Я круто обернулся к нему, и Айра, кажется, тоже. Яркие круглые лампочки только что зажглись под козырьком нашего парадного. Симор стоял на обочине, перед входом, раскачиваясь на пятках, засунув руки в карманы своей кожаной куртки, и смотрел на нас. Фонари под навесом парадного освещали его сзади, и лицо его виднелось смутно, тонуло в тени. Ему было десять лет. По его позе, по манере держать руки в карманах, раскачиваться на пятках, словом, по некоему «фактору икс», я понял, что и он тоже до глубины души чувствует волшебную прелесть этого сумеречного часа. «А ты не можешь целиться не так долго? – спросил он, не сходя с места. – Если ты нацелишься и попадешь, значит, тебе просто повезло». Он сказал эти слова как-то доверительно, не нарушая обаяния этого вечера. Нарушил его я сам. Сознательно. Нарочно. "Что значит «повезло», если я целился?" – говорил я негромко (несмотря на курсив), но более раздраженным тоном, чем мне хотелось. Минуту он помолчал, потоптавшись по обочине, посмотрел на меня, я чувствовал – с любовью. "А вот так, – сказал он. – Ведь ты обрадуешься, если попадешь в шарик Айры? Да? Обрадуешься, верно? А раз ты обрадуешься, когда попадешь в чей-то шарик, значит, ты в душе был не совсем уверен, что попадешь. Значит, тут должно быть какое-то везение, случайность, что ли".

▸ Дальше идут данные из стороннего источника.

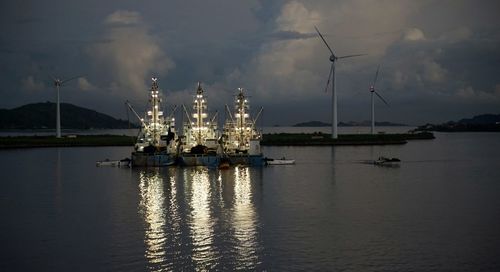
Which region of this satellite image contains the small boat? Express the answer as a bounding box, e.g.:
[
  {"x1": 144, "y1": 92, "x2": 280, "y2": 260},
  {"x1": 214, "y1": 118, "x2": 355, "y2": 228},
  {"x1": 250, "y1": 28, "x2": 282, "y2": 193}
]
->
[
  {"x1": 373, "y1": 156, "x2": 401, "y2": 165},
  {"x1": 219, "y1": 157, "x2": 231, "y2": 170},
  {"x1": 95, "y1": 158, "x2": 131, "y2": 167},
  {"x1": 265, "y1": 157, "x2": 295, "y2": 165}
]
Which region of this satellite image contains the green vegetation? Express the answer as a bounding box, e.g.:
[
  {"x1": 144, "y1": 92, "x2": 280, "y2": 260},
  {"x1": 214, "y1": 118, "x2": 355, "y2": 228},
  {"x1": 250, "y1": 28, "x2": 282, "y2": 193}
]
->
[
  {"x1": 0, "y1": 102, "x2": 136, "y2": 129},
  {"x1": 0, "y1": 132, "x2": 434, "y2": 149},
  {"x1": 416, "y1": 114, "x2": 500, "y2": 132},
  {"x1": 262, "y1": 132, "x2": 434, "y2": 146},
  {"x1": 0, "y1": 135, "x2": 135, "y2": 148}
]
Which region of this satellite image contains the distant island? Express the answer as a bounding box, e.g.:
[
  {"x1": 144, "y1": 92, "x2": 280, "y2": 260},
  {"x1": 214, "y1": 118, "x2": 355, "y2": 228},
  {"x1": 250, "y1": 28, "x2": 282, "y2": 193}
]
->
[
  {"x1": 293, "y1": 121, "x2": 407, "y2": 127},
  {"x1": 0, "y1": 102, "x2": 136, "y2": 129},
  {"x1": 416, "y1": 114, "x2": 500, "y2": 132}
]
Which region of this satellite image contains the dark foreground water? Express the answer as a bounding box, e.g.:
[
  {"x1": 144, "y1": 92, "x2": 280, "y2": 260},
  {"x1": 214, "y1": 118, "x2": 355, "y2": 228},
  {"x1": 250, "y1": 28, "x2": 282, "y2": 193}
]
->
[{"x1": 0, "y1": 133, "x2": 500, "y2": 271}]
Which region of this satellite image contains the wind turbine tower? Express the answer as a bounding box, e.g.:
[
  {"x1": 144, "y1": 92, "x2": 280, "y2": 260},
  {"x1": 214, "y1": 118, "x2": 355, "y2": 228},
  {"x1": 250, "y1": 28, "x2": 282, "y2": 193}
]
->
[
  {"x1": 314, "y1": 26, "x2": 366, "y2": 139},
  {"x1": 370, "y1": 64, "x2": 389, "y2": 134},
  {"x1": 52, "y1": 76, "x2": 81, "y2": 138}
]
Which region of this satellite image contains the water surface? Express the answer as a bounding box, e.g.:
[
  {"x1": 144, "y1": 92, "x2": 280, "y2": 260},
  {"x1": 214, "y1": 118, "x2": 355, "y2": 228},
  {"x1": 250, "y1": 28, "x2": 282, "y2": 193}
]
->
[{"x1": 0, "y1": 133, "x2": 500, "y2": 271}]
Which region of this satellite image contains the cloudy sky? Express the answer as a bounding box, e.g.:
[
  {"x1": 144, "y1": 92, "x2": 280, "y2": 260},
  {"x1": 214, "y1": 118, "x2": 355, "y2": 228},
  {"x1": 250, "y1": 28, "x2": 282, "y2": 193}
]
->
[{"x1": 0, "y1": 0, "x2": 500, "y2": 125}]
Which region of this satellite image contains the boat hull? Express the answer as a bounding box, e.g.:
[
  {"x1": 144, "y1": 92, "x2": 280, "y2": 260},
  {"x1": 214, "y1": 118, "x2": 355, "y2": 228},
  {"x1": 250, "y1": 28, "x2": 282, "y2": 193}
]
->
[
  {"x1": 179, "y1": 154, "x2": 265, "y2": 167},
  {"x1": 179, "y1": 154, "x2": 220, "y2": 167},
  {"x1": 267, "y1": 160, "x2": 295, "y2": 165},
  {"x1": 227, "y1": 154, "x2": 265, "y2": 166},
  {"x1": 132, "y1": 152, "x2": 175, "y2": 167}
]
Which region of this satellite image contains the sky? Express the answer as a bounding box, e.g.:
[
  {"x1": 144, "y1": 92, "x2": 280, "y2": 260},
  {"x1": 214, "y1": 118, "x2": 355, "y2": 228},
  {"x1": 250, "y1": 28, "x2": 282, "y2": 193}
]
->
[{"x1": 0, "y1": 0, "x2": 500, "y2": 125}]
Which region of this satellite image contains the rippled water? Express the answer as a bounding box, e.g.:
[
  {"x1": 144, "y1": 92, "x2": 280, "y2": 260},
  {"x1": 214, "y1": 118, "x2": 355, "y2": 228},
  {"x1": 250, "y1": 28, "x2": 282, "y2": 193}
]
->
[{"x1": 0, "y1": 133, "x2": 500, "y2": 271}]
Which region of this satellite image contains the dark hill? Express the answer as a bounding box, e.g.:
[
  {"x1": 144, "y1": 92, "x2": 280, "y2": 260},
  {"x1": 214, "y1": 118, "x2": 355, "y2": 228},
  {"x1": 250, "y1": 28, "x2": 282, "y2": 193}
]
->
[
  {"x1": 417, "y1": 114, "x2": 500, "y2": 132},
  {"x1": 293, "y1": 121, "x2": 406, "y2": 127},
  {"x1": 0, "y1": 102, "x2": 133, "y2": 129}
]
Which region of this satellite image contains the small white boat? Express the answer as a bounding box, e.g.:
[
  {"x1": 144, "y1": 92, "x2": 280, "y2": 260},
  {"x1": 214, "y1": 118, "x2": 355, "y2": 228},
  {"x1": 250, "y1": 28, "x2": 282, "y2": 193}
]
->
[
  {"x1": 265, "y1": 158, "x2": 295, "y2": 165},
  {"x1": 373, "y1": 157, "x2": 401, "y2": 165},
  {"x1": 95, "y1": 158, "x2": 130, "y2": 167}
]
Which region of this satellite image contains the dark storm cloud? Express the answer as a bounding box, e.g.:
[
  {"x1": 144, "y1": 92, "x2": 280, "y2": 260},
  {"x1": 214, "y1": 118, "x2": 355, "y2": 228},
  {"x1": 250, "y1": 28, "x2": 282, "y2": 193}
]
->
[{"x1": 0, "y1": 0, "x2": 500, "y2": 124}]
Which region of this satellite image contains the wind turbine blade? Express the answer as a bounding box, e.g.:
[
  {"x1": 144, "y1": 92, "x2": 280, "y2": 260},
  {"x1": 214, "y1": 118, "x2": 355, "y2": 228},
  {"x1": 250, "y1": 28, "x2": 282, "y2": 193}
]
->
[
  {"x1": 325, "y1": 63, "x2": 333, "y2": 93},
  {"x1": 374, "y1": 92, "x2": 389, "y2": 106},
  {"x1": 332, "y1": 62, "x2": 335, "y2": 91},
  {"x1": 372, "y1": 64, "x2": 380, "y2": 88},
  {"x1": 338, "y1": 54, "x2": 367, "y2": 59},
  {"x1": 314, "y1": 26, "x2": 335, "y2": 57},
  {"x1": 61, "y1": 75, "x2": 84, "y2": 84}
]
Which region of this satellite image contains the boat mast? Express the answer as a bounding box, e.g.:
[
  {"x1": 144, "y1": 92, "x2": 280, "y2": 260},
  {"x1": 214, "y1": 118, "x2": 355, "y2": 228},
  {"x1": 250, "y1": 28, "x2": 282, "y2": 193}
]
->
[
  {"x1": 193, "y1": 82, "x2": 207, "y2": 144},
  {"x1": 148, "y1": 77, "x2": 163, "y2": 145},
  {"x1": 236, "y1": 88, "x2": 248, "y2": 147}
]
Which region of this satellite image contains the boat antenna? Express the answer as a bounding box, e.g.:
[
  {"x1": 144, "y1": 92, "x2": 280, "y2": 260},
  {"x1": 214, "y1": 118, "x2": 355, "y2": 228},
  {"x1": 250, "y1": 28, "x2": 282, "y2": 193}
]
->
[
  {"x1": 182, "y1": 104, "x2": 192, "y2": 127},
  {"x1": 125, "y1": 100, "x2": 146, "y2": 125},
  {"x1": 226, "y1": 104, "x2": 234, "y2": 122}
]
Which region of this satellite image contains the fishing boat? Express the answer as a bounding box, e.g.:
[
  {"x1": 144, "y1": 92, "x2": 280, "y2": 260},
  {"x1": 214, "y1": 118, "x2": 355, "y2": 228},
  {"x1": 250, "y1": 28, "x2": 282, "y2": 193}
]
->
[
  {"x1": 127, "y1": 78, "x2": 177, "y2": 166},
  {"x1": 221, "y1": 88, "x2": 264, "y2": 166},
  {"x1": 264, "y1": 157, "x2": 295, "y2": 165},
  {"x1": 96, "y1": 158, "x2": 131, "y2": 167},
  {"x1": 179, "y1": 82, "x2": 222, "y2": 166},
  {"x1": 373, "y1": 156, "x2": 401, "y2": 165}
]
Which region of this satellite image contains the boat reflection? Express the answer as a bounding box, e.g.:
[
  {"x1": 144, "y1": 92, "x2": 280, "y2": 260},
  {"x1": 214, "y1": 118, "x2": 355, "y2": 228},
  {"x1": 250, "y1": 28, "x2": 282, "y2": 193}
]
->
[
  {"x1": 232, "y1": 167, "x2": 259, "y2": 270},
  {"x1": 139, "y1": 171, "x2": 166, "y2": 268},
  {"x1": 137, "y1": 167, "x2": 262, "y2": 271},
  {"x1": 184, "y1": 167, "x2": 218, "y2": 270}
]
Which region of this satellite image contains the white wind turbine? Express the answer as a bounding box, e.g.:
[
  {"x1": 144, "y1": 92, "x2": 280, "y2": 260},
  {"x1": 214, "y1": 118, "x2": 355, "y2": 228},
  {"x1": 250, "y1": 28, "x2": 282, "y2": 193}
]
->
[
  {"x1": 370, "y1": 64, "x2": 389, "y2": 134},
  {"x1": 52, "y1": 76, "x2": 82, "y2": 138},
  {"x1": 314, "y1": 26, "x2": 366, "y2": 139}
]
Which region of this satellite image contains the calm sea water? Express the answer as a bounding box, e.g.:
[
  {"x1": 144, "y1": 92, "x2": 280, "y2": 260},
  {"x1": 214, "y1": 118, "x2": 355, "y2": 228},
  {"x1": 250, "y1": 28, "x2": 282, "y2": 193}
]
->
[{"x1": 0, "y1": 133, "x2": 500, "y2": 271}]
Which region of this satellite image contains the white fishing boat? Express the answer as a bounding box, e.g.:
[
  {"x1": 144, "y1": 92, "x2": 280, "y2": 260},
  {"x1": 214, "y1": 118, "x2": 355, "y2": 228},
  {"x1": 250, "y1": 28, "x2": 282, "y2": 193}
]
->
[
  {"x1": 127, "y1": 78, "x2": 177, "y2": 166},
  {"x1": 178, "y1": 82, "x2": 221, "y2": 166},
  {"x1": 221, "y1": 88, "x2": 264, "y2": 165},
  {"x1": 95, "y1": 158, "x2": 131, "y2": 167},
  {"x1": 373, "y1": 156, "x2": 401, "y2": 165}
]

Он сошел с тротуара на мостовую, не вынимая рук из карманов, и пошел к нам. Мне показалось, что он задумался, и потому переходит темную улочку очень медленно. В сумерках он подплыл к нам, как парусная шхуна. Но оскорбленное самолюбие овладевает человеком быстрее всего на свете: он еще не успел к нам подойти, как я бросил Айре: «Все равно надо кончать, уже совсем темно», – и торопливо бросил игру.

От этого короткого «пентименто» – или как оно там называется – я сейчас буквально покрылся испариной с ног до головы. Хочу закурить, но в пачке ни одной сигареты, а вставать с кресла неохота. Господи, твоя воля, до чего это благородная профессия! Хорошо ли я знаю своего читателя? Что я могу рассказать ему, чтобы зря не смущать ни его, ни себя? Могу сказать одно: и в его, и в моем сознании уже уготовано место для каждого из нас. Я свое место в жизни, до последней минуты, осознавал всего раза четыре. Сейчас осознаю в пятый раз. Надо хоть на полчаса лечь на пол, отдохнуть. Извините меня, пожалуйста.

Сейчас пойдет абзац, подозрительно похожий на примечание к программе спектакля, но после строк, написанных выше, я чувствую, что мне этого театрального приема не избежать. Прошло три часа. Я уснул на полу. (Но я уже пришел в себя, дорогая Баронесса. О боже, что же Вы обо мне подумали? Умоляю Вас, разрешите позвонить лакею, пусть принесет бутылочку того самого редкостного вина из моих собственных виноградников, и я надеюсь, что Вы хотя бы…). Но я хочу – по возможности коротко объяснить, что, каковы бы ни были причины некоторой Путаницы в записях, сделанных три часа назад, я никогда в жизни не обольщал себя мыслью, что мои возможности (мои скромные возможности, дорогая Баронесса) позволяют мне безукоризненно хранить в памяти почти все прошлое. В ту минуту, когда я вспотел, вернее довел себя до седьмого пота, я не очень точно помнил, что именно говорил Симор, – да и его, тогдашнего, вспоминал как-то слишком бегло. Но вдруг меня осенила и совсем сбила с толку еще одна мысль: ведь Симор для меня – велосипед фирмы «Дэвега». Почти всю мою жизнь я ждал малейшего повода, не говоря уж о «предлагаемых обстоятельствах», чтобы кому-нибудь подарить мой велосипед фирмы «Дэвега». Спешу тотчас же объяснить, о чем идет речь.